I’m editing my book.
This is a big deal to me, for many reasons.
Y’see, I have a very…complicated history with my book. I wrote it for NaNOWriMo about 7 years ago. I asked a few people if they would mind reading it for me, and help me edit it. My boyfriend, girlfriend, and best friend all said yes. I sent it to them. If I remember correctly, my girlfriend started off saying she was really busy but would get to it. We’ve since been married and divorced; she never got to it. From what I remember, my boyfriend at the time (now my ex-husband) told me my writing was too flip for him and he couldn’t help me. My best friend said he couldn’t get past the first few pages because it wasn’t really his style/genre. Maybe I should just let it die and move on to another project, I thought.
Over the years, when I’ve mentioned my book and the trouble I was having motivating myself to edit it and finding people to help me edit (I’ve never had the money to pay someone, though one day, maybe.), a few friends or partners said they’d love to read it and told me to send it along. I did.
I get it. Life gets in the way. Or my book sucks. It could. I’d just prefer to hear that and why. One of my pet peeves in my college writing classes was that people would think saying “it’s great” or “I didn’t like it” counted as constructive criticism/praise. Could you please tell me why you thought it was great? What part(s) were great? Or what about it did you not like? Is there anything you can think of that would make it better?
My most treasured teachers, professors, and fellow students knew how to give constructive criticism. When I was in high school, it was hard to hear that I used too many clichès. But you know what? It helped me dig deeper, beyond what everyone says about things and really, truly think about what I was trying to say. Does this character’s significant other “complete” her, or does he “miraculously have a copper key to a hidden room in her soul”?
Yes, it was hard to hear the bad criticism. But it made being told I had a real ear for dialogue and being favorably compared to J. D. Salinger and Tobias Wolff all the sweeter.
I tried telling my friends and partners that, seriously, if it sucks, tell me. Just tell me why. Most recently an ex-girlfriend had said she’d take a stab at it, but life…exploded in more ways than one. My sister also has a copy. She got the furthest, that I know of…about a quarter-ish in. She said it was good and she liked it, but it was a little darker than she was expecting. Also that she recognized a lot of what I’ve gone through in it.
Not gonna lie; she’s right. Shit gets heavy in my book. And there is a whole lot of my life in it. Fictionalized aspects of real people in my life are peppered amongst the characters and plot. Since I was writing under a severe deadline, I went with the old adage: write what you know.
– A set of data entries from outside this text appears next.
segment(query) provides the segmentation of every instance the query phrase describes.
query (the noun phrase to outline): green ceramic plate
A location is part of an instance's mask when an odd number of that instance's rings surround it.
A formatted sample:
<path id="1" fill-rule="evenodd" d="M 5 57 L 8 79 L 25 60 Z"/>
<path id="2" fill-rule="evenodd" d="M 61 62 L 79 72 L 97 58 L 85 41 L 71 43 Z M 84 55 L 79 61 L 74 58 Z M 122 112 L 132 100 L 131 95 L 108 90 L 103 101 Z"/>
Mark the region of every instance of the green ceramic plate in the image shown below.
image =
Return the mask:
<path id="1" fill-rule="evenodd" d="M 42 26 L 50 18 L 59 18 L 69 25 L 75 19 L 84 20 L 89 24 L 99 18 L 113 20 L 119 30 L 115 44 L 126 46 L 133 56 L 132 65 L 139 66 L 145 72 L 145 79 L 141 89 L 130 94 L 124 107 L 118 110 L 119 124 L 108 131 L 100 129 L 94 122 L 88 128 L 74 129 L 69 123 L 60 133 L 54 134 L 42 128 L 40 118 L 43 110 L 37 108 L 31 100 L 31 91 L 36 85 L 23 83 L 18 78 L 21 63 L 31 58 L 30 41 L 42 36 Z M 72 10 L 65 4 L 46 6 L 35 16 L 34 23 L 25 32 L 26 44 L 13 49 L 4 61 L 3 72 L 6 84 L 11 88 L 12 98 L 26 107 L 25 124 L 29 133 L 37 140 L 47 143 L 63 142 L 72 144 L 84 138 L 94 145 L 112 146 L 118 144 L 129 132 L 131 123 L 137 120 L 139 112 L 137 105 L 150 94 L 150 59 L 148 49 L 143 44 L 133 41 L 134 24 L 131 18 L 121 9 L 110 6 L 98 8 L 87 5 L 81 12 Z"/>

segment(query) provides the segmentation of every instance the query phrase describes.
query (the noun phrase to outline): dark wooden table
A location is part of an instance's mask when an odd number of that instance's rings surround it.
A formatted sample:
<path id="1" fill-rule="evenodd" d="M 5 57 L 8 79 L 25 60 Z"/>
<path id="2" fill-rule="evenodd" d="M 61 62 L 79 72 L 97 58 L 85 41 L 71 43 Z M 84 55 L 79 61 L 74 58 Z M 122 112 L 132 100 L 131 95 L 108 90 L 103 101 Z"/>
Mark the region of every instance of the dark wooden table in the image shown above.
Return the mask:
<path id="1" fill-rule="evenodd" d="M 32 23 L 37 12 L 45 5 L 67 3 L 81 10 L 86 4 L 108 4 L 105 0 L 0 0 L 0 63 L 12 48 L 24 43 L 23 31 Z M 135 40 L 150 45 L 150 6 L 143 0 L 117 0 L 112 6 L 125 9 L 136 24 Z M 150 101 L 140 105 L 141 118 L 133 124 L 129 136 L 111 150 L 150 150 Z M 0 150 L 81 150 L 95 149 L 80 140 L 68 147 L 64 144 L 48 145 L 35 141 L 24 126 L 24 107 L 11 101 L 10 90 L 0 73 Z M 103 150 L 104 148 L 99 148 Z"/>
The other day, when helping a friend edit a memorial for a dearly departed, said friend remarked how much fun it was to write and edit with me. I concurred, and said we’d have to write something together. Or, I ventured, “maybe I should sit down one day (or weekend) with you and edit my damn book.” He replied that he didn’t know I had a damn book. When I explained the whole history from above, he told me to send it to him. Many feelings popped up: trepidation (no, not another friend who’s going to just let it go or not tell me it sucks or something. Please.), fear (what if he does read it and it sucks?) and guilt (why don’t you get your ass in front of a computer, edit your own damn book , and see if you think it sucks.) Pushing them aside, I asked if he was sure. He responded with a simple, “yes.”
So I sent it. This was on Thursday. Last night, he apologized for not getting to it yet. I laughed, refreshed by his earnestness. Then I reassured him that it had only been a day and I didn’t expect a full report, or even him to have cracked it open yet. “Now, six months down the line, if I don’t hear anything, then I might be a little upset.” He told me that wouldn’t happen. We’ll see.
But the most important thing is that I was thinking about that conversation with him tonight in the supermarket. And I was thinking about the characters and…they started whispering to me again. They were still there. Still waiting to be worked on, to be brought more fully to life. And then I found myself…with the doc open in front of me and…editing. So, naturally, I had to run and blog about it, so I could be sure to optimize my procrastination time!
Now that I’m done with this blog post, I’m going back to editing my book.